A couple days after the race we walked out to check out the trailhead area. The runners trail (up) started with a very tight and low tunnel through the brush. The route down was the face of an avalanche chute.

It doesn't look like much, but like all photos, you can click on it to get a larger version. In this case, a large enough version to read the notes about the various sections in case you think this is something you'd like to do with your family and friends.

There are lots of videos about the race. I liked this one, narrated by in part by Fred Moore, a man who ran it for the 50th time this year.

While the women were running up the mountain and back, we visited some essential vendors. Unlike so many places, they still allow homecooked food here. An excellent pulled pork sandwich with chips and a drink for $10 as a fund raiser (for the Boys & Girls Club as I recall).

The Methodist chuch had pie with ice cream and coffee for $5 while the Catholic church was advertising their chicken dinner. I think it was the VFW that had ribs. 

53 minutes and 24 seconds after she started, local gal Hannah Lafluer crossed the finish line in 1st place.

At 1 p.m. the parade started. We just lucked into a spot in front of the fire station because there was a low wall to sit on. Turns out it was a great spot for the parade as well as watching the upper part of the mountain.

The Seward Igloo of Pioneers of Alaska had a place of honor in the parade.

Petro Marine had several restored trucks in the parade,

and Smokey the Bear was there as well. There weren't any horses or marching bands or cheerleaders in the parade, but SeaTow had a boat in the parade.

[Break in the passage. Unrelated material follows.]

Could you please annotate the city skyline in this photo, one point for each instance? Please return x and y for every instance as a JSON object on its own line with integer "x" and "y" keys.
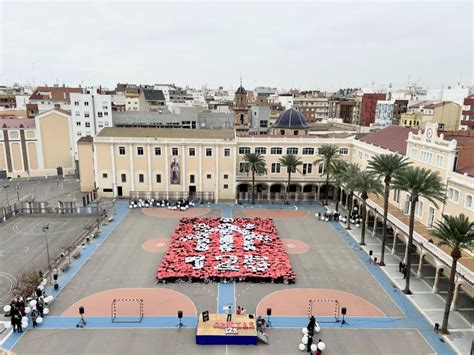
{"x": 181, "y": 43}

At 2 p.m., the men's race started. We were a bit late getting back from the trailer where I'd gone to get the binoculars, so this picture is taken from a different position after the race turned west and headed towards the mountain.

During the parade a few women came through, and after the men's race started there was still an occasional racer come through from the women's race. Just to complete the race was amazing to see. It's worth looking at a larger version of this picture to see the amount of mud on her back. That was quite common to see with both the women and the men.

Unlike some years where there might be snow or mud, this year the mountain was dry so you could watch the progress, especially on the downhill, indicated by the clouds of dust in the avalanche chutes.

Max King of Bend, Oregon was the men's 1st place finisher in 43 minutes 39 seconds. His time to the top was about 34 minutes.

We hadn't planned to be in Seward for the 4th, but knew we'd need to snag a spot early. We ended up spending a wonderful week in Seward and especially enjoyed the small town vibe.